DILI - Nobel laureate Jose Ramos-Horta has lost his bid to be re-elected East Timor president, failing to make it to a run-off in the country’s second presidential vote as free nation, preliminary results showed Sunday. The results pointed to a second-round showdown between the opposition Fretilin party’s Francisco “Lu Olo” Guterres and ex-armed forces chief Taur Matan Ruak, an official from the election secretariat said. Ramos-Horta, who shared the 1996 Nobel Peace Prize for his efforts to bring peace to his homeland, lagged in third place after more than 70pc of votes were counted, official Luiz Fernando Valls told AFP.
“Guterres and Ruak will go through to the second round on April 16, based on this preliminary count,’ he said.
The decision to turn to candidates who were had lower profiles on the world stage is “emblematic of the desire to move on from being an international cause,” Michael Leach, politics lecturer from Australia’s Swinburne University of Technology, told AFP.
Ramos Horta, a popular leader who survived a 2008 assassination attempt, said Saturday that if he was not re-elected he would have “to struggle to choose what to do.”
The 62-year-old added that he had a long-standing commitment to a Western literary agency to write a book.
None of the 12 candidates who contested Saturday’s election were able to garner more than 50 percent of the vote constitutionally required for an outright win.
The vote was the first in a series of key events for the poor and chronically unstable country as it enters a pivotal period.
In May, East Timor will celebrate 10 years of independence from Indonesia, and in June, voters will choose a new government in a general election.
At the end of the year the nation of 1.1 million people bids goodbye to UN forces stationed in the country since 1999.
The preliminary results showed Guterres on around 28 percent; Ruak 25 percent; and Ramos on 18 percent, with 460,216 votes or about 73 percent of the total votes cast counted, Valls said.
There were 17,486 invalid votes, or 2.79 percent, according to the electoral commission figures.
Guterres, 57, who heads the opposition Fretilin party, which is synonymous with the resistance, lost the presidency to Ramos-Horta in a run-off in 2007.
Ruak, 56, who has campaigned in his camouflage fatigues, has vowed to introduce mandatory military service if elected.
He is in the run-off despite being accused by the United Nations of illegal weapons transfers in 2006, when rioting and factional fighting had the nation on the brink of civil war.
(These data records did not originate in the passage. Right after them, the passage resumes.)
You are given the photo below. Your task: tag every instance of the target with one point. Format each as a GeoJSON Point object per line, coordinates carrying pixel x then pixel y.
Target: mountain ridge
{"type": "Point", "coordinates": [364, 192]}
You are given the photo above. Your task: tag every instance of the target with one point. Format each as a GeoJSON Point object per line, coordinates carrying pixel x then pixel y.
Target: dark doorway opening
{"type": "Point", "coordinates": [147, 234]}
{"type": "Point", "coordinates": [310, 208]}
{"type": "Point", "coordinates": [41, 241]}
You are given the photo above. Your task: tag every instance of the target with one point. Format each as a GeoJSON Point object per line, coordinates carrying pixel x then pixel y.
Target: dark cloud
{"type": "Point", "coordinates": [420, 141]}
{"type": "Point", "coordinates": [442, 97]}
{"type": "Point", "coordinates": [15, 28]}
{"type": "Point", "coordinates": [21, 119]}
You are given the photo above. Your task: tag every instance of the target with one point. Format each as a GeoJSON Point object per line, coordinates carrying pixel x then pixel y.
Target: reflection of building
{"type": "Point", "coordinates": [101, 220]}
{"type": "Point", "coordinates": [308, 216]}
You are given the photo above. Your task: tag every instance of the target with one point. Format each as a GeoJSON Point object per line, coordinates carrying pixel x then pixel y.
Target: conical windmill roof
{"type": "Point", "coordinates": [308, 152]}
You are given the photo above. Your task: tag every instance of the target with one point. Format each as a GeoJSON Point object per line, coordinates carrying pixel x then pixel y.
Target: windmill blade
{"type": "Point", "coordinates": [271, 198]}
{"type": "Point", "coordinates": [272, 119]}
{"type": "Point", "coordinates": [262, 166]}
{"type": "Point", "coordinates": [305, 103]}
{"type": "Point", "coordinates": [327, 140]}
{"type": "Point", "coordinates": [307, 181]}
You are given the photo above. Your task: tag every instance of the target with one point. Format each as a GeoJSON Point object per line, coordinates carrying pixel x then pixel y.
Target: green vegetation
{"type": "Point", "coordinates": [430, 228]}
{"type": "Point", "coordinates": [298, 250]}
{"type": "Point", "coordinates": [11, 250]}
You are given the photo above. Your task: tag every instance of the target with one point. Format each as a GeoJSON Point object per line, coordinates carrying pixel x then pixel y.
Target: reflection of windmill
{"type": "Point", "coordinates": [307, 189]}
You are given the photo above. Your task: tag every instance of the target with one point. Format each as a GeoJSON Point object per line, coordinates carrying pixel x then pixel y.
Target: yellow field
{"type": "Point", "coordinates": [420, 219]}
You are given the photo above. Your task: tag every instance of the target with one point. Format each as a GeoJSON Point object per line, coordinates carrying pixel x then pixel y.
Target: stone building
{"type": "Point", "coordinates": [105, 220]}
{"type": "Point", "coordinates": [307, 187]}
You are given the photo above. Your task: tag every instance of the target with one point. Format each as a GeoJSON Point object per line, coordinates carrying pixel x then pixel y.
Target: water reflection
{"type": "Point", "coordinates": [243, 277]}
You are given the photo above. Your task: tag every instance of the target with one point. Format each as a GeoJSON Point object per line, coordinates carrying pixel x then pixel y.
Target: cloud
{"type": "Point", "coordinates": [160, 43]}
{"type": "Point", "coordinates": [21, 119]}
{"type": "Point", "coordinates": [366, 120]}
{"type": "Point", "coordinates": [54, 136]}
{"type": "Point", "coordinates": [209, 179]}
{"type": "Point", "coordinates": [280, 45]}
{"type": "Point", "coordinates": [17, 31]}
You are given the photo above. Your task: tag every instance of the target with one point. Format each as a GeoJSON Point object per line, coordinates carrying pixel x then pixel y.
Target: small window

Around the country Sunday, Timorese people had their eyes glued to their television sets, watching the changing figures broadcast live by the country’s electoral commission on state radio and television station.
Whether they were shopkeepers selling traditional handicrafts in Dili’s Tias market, candidates’ spokesmen mingling with journalists, or people sitting in the lobby coffee shop of Hotel Timor, the talk was about who would emerge top.
Votes were being counted by hand, some in remote areas with poor communications, and results were not due until later in the week, according to election officials.
National election commission president Faustino Cardoso Gomes told a press conference earlier there were “some irregularities” during the election process.
“Some polling stations ran out of ballot papers, for instance in Dili and some other places, but all have been resolved,” he said.
Thomas Cabral, head of elections secretariat overseeing the polls, said heavy rains during the elections had affected voter turnout and the transport of ballot papers in some cities.